Virgin Atlantic Cargo saw tonnage rise 1 percent in the first six months of 2014 to 111,196 tonnes and saw a 3 percent increase in its load factor to 76 percent network-wide.
The increases were achieved despite a 3 percent reduction in the airline’s cargo capacity in the six months to the end of June. However, overcapacity in the industry on major routes continued to suppress yields.
Yields in the first half of the year for Virgin Atlantic were flat in Europe, Middle East and Africa as well as in Asia Pacific. The drive for all-in ULD rates in the American market and increased customer buying power due to excess market capacity meant this was the market most affected by falling yields.

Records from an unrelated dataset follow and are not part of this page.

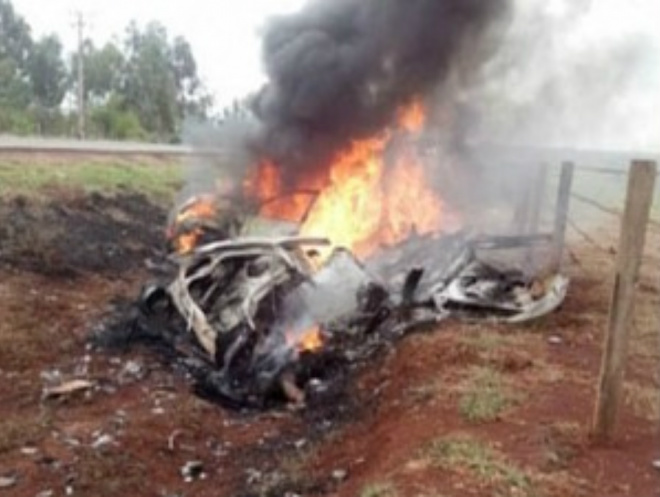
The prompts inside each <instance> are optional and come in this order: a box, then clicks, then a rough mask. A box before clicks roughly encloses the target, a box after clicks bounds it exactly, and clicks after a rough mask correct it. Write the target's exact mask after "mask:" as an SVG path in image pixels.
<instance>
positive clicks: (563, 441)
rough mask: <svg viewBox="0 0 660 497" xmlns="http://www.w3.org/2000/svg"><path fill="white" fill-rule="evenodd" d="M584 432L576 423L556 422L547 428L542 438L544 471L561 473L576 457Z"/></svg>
mask: <svg viewBox="0 0 660 497" xmlns="http://www.w3.org/2000/svg"><path fill="white" fill-rule="evenodd" d="M583 439H584V430H583V428H582V426H581V425H580V424H578V423H576V422H557V423H554V424H553V425H551V426H549V427H548V428H547V430H546V432H545V434H544V437H543V444H544V446H545V454H544V460H545V464H544V468H543V469H544V470H546V471H550V472H553V471H563V470H565V469H568V468H569V467H570V464H571V462H572V461H573V460H574V459H575V458H576V457H577V456H578V454H579V451H580V443H581V441H582V440H583Z"/></svg>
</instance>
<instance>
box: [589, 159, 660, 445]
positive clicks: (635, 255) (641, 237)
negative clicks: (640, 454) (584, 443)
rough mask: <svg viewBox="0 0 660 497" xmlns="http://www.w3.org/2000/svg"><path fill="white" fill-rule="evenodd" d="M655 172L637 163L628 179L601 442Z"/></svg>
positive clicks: (617, 258) (616, 377)
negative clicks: (625, 205) (625, 206)
mask: <svg viewBox="0 0 660 497" xmlns="http://www.w3.org/2000/svg"><path fill="white" fill-rule="evenodd" d="M656 173H657V167H656V164H655V163H654V162H648V161H636V162H633V164H632V167H631V169H630V173H629V176H628V193H627V197H626V207H625V212H624V214H623V219H622V223H621V234H620V239H619V252H618V255H617V260H616V273H615V278H614V290H613V293H612V301H611V305H610V314H609V320H608V325H607V330H606V335H605V350H604V352H603V361H602V366H601V373H600V379H599V384H598V394H597V399H596V410H595V414H594V419H593V435H594V436H595V437H596V439H597V440H599V441H601V442H607V441H609V440H611V438H612V435H613V432H614V430H615V427H616V422H617V419H618V414H619V408H620V405H621V400H622V393H623V380H624V372H625V366H626V356H627V352H628V331H629V329H630V326H631V324H632V317H633V314H632V313H633V304H634V295H635V288H636V285H637V280H638V277H639V268H640V265H641V261H642V256H643V252H644V243H645V238H646V231H647V226H648V222H649V215H650V211H651V204H652V202H653V194H654V190H655V178H656Z"/></svg>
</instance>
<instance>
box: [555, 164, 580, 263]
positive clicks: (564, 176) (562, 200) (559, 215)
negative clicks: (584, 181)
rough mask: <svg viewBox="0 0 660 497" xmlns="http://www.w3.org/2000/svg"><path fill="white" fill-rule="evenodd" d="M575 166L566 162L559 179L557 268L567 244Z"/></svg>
mask: <svg viewBox="0 0 660 497" xmlns="http://www.w3.org/2000/svg"><path fill="white" fill-rule="evenodd" d="M574 171H575V165H574V164H573V163H572V162H564V163H563V164H562V165H561V176H560V177H559V190H558V193H557V205H556V206H555V228H554V247H553V249H554V261H555V265H556V266H557V267H559V266H561V261H562V257H563V255H564V245H565V243H566V225H567V223H568V209H569V206H570V201H571V190H572V188H573V172H574Z"/></svg>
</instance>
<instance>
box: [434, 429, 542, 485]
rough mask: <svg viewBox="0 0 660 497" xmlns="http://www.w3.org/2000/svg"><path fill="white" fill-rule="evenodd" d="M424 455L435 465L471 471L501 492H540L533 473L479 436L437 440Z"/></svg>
mask: <svg viewBox="0 0 660 497" xmlns="http://www.w3.org/2000/svg"><path fill="white" fill-rule="evenodd" d="M423 454H424V456H425V457H426V458H428V459H429V460H430V462H431V463H432V464H433V465H434V466H437V467H440V468H442V469H445V470H451V471H468V472H469V473H470V475H471V476H472V477H473V478H475V479H476V480H477V481H479V482H480V483H481V484H487V485H492V486H494V488H495V489H496V491H497V492H498V494H500V495H521V496H525V497H532V496H535V495H538V493H537V491H536V489H535V488H534V486H533V482H532V478H531V477H530V475H529V474H527V473H526V472H525V471H523V470H522V469H520V468H519V467H518V466H516V465H515V464H513V463H511V462H509V461H508V460H507V459H506V458H505V457H504V455H502V454H500V453H499V452H497V451H495V450H493V449H491V448H490V447H489V446H487V445H486V444H484V443H483V442H481V441H479V440H477V439H475V438H472V437H468V436H457V437H452V438H442V439H438V440H434V441H433V442H431V443H430V444H429V445H428V447H426V448H425V449H424V451H423ZM502 492H505V493H502Z"/></svg>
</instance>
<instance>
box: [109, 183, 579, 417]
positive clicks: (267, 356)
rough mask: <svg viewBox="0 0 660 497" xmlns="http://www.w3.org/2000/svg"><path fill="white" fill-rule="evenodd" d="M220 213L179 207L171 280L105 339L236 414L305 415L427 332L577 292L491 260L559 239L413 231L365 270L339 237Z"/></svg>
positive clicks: (464, 232) (109, 333) (556, 282)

Highlights for Virgin Atlantic in the first six months included a 4 percent increase in tonnage on its flights from the Americas and the consistency of its year-over-year tonnage levels out of Asia Pacific, despite a 6 percent reduction in capacity from the region, largely due to the end of the airline’s Hong Kong-Sydney route in May.
Virgin Atlantic’s partnership with Virgin Australia continued to perform strongly with a 20 percent increase in tonnage and a 9 percent revenue gain. Cargo capacity on Virgin Australia’s flights from Los Angeles, which is marketed by Virgin Atlantic, was fully sold out throughout the first half of the year.
“We have a good yield position in the market compared to many of our competitors and have done well considering how our network is proportioned with a high percentage of transatlantic operations,” Lloyd said.
As part of its transatlantic joint venture with Delta Air Lines, Virgin Atlantic will begin on Oct. 26 a daily Airbus A330-300 service from London Heathrow direct to Atlanta Hartsfield-Jackson International Airport. Following analysis of the route, Virgin is “confident we will get good load factors and it will be a profitable route for us,” Lloyd said.
Cost efficiencies continue to be achieved as a result of the co-location of Virgin Atlantic and Delta cargo handling operations. In the first half of 2014, Orlando and Miami became the latest stations where the two airlines now share the same handling facilities, following similar moves in New York JFK and Boston in 2013.